Now I looked at Dara where she stood leaning over the wall and wondered how much she remembered of that weekend. “We were on the battlements,” I went on, “when we saw the men trying to steal stuff from our tents.”

“And that Australian guy stopped them. Then he disappeared in the night and you left a few weeks later. It was our last family holiday. I used to go over and over those days in my mind, trying to cheer myself up.”

“I’m sorry.”

She turned around to face me, hands resting on the top of the wall. “Why did you leave?” she said, blinking rapidly.“I’ve never understood. You said we could bake Mum a cake for her birthday and then you dis-

 

appeared. Of course I was only ten, but you and she seemed to get on pretty well.”

“We did,” I said helplessly. The top of the tower was the size of a small room.

“I talked about it with Ingrid,” Dara went on. “She was one of the few girls I knew whose parents were divorced. But she just said her dad drank and couldn’t hold down a job and I knew neither was true of you.”

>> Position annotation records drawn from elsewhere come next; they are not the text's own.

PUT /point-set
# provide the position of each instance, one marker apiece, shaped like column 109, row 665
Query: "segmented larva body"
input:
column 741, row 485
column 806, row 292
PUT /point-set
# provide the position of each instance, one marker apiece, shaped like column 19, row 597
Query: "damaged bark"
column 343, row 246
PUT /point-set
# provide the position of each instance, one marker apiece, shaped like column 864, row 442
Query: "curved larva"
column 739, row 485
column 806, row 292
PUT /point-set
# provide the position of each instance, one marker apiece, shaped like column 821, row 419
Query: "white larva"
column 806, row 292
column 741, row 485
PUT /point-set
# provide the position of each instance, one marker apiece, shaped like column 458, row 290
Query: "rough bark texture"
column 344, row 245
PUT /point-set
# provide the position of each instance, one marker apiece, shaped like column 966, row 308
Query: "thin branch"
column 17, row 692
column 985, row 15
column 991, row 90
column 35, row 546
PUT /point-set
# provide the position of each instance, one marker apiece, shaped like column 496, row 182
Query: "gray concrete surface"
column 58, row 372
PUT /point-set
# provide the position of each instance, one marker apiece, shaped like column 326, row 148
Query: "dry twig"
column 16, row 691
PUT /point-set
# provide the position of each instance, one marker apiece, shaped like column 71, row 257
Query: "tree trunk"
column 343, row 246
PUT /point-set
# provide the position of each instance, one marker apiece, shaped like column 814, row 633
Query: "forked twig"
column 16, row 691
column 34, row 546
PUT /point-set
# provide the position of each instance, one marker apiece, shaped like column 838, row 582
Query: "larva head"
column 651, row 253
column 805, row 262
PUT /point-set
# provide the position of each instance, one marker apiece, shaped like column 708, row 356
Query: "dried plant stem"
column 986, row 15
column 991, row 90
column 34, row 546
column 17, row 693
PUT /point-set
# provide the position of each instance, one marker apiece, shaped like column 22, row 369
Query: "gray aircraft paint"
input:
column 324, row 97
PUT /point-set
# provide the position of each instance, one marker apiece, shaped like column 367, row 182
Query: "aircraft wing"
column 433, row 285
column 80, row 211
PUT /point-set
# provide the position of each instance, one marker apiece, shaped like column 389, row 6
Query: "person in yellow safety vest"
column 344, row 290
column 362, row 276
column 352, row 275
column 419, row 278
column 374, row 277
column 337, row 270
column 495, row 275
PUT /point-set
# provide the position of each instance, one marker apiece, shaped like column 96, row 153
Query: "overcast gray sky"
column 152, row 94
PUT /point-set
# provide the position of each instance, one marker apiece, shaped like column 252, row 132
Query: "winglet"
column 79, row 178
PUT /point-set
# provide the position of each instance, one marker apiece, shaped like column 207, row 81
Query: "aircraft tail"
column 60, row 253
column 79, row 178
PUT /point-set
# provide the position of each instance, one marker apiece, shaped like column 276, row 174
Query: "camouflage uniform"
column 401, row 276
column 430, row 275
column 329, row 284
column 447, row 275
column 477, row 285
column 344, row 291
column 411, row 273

“Whatever happened to Ingrid? The two of you were inseparable.” I had not had news of her in nearly a quarter of a century.

“I don’t know. She started going to a different school and suddenly she was into makeup and boys whereas I was playing hockey and learning French. Then a couple of years later Iris got a job in Glasgow and they moved. At one point”—she waved away an insect—“I wondered if you might have had an affair with Iris.”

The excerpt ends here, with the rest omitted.